In which Aviatrix shuts up and goes home.
In wrap up I'll note that over the last couple of weeks everyone here in Texas has been very nice. They're friendly and helpful and don't seem to mind saying things twice when I don't understand the accent or vocabulary. They're also more travelled than typical in the US. Many people I talked to here have been to one part of Canada or another. (The topic of overseas travel never came up, so that's the only metric I have). A commenter on my first Texas blog entry mentioned something about aggressive driving, but I haven't experienced that. There's the usual amount of not signaling lane changes, less than California I think. But the streets are wide, with lots of lanes, huge wide shoulders and dedicated left turn pockets everywhere, so an unexpected lane change isn't a pressing emergency. No one tailgated or honked at me for driving the speed limit. It would seem that everyone here has been driving since they were sixteen, so they're certainly not lacking in practice.
In total, over two weeks of walking around town or driving back and forth to the airport, I saw six people using human-powered transportation: five walking and one on a battered-looking bicycle. The first two walkers I saw were young black men, dressed in a way that I thought only existed in movies, with oversized, falling-off jeans and blinged out with multiple enormous faux gold necklaces. They were walking towards me, coming the other way, along the grass at the side of a road. I was a little bit surprised to finally see someone else walking and said hello, but they were way too cool to deign to acknowledge my greeting. The commonality of us all being human beings aware of the purpose of feet wasn't enough for them, I guess. Or maybe I was looking stunned by their garb. Sorry about that, guys. I am exceptionally square. I just wouldn't have the panache to pull off a fashion statement of that magnitude. I rarely wear accessories that don't serve an immediate practical purpose. Maybe you were equally dumbfounded by my cartoon airplane t-shirt tucked into Marks Work Wearhouse trousers, with the waistband fitting well above my navel.
The other three walking people were caucasian, wearing exercise clothing, and strolling purposefully along a lovely treed path that went from the vicinity of the Wal-Mart all the way downtown, and perhaps further. It followed a pipeline right-of-way and I found it on the way back from downtown.
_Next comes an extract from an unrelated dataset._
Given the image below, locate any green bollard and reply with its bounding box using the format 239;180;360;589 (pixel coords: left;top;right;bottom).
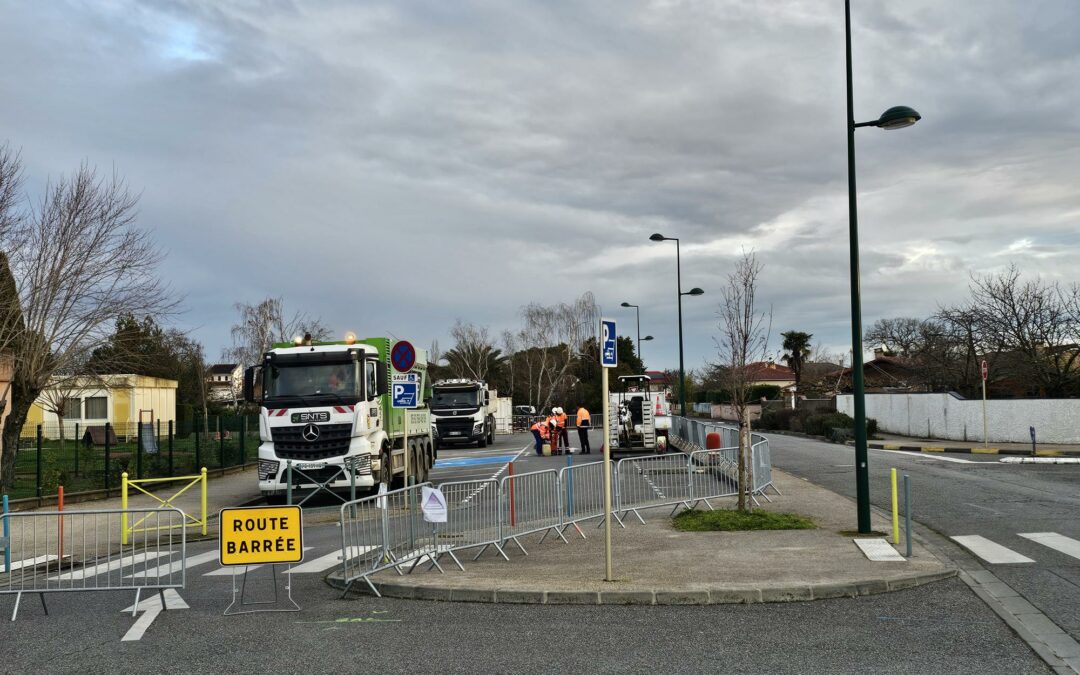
168;420;176;478
36;424;41;498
I smiled hello at a man going the other way, and then walked with and chatted to a couple going my way. When we got to the end of the path, there was a parking lot, and their car was there. They had driven to this path in order to walk on it and were now driving home. In fact they offered to drive me to my hotel, even though it was only two blocks away.
My conclusion is that for white people here, walking is acceptable, but only as a recreational activity, not a means of transportation. I'm not quite sure about the other two guys. Perhaps their car had broken down. Or danced away. Although I've seen a lot of overweight folks, it's not everyone. I haven't seen the scarily obese people that TIME magazine keeps doing exposés on, so locals are getting some exercise somewhere.
The Texas work is not complete, so we'll be back, but the customer decides to take a break for a couple of weeks, so we leave the airplane in a hangar and all drive to into the big city to get cheap commercial flights to our various homes all over the continent. We cross our fingers that the connections work and we don't get stuck somewhere with inadequate snowploughs.
I don't get to see clearly what it looks like on the way in by car, the way I would arriving by air, but I can see from the road map and from driving there that it is an enormous gigantic airport, bigger than two "normal" international airports put together. It's so big they call it an "Intercontinental" airport. I find my gate, but shortly after I get there they announce a gate change. It's a full airplane, but there's a delay as they have to remove the baggage of someone who didn't show. Poor sucker probably didn't hear the gate change. I always hope someone like that is just inattentive and not deaf or non-English speaking, because it would be a really rotten reason to not make it to where you are going.
I do not get stranded anywhere en route, and sleep most of the way. I do sleep when other people are flying. I wake up in time to watch as we slip under scattered cloud on approach to the snow-covered Canadian city nearest my home.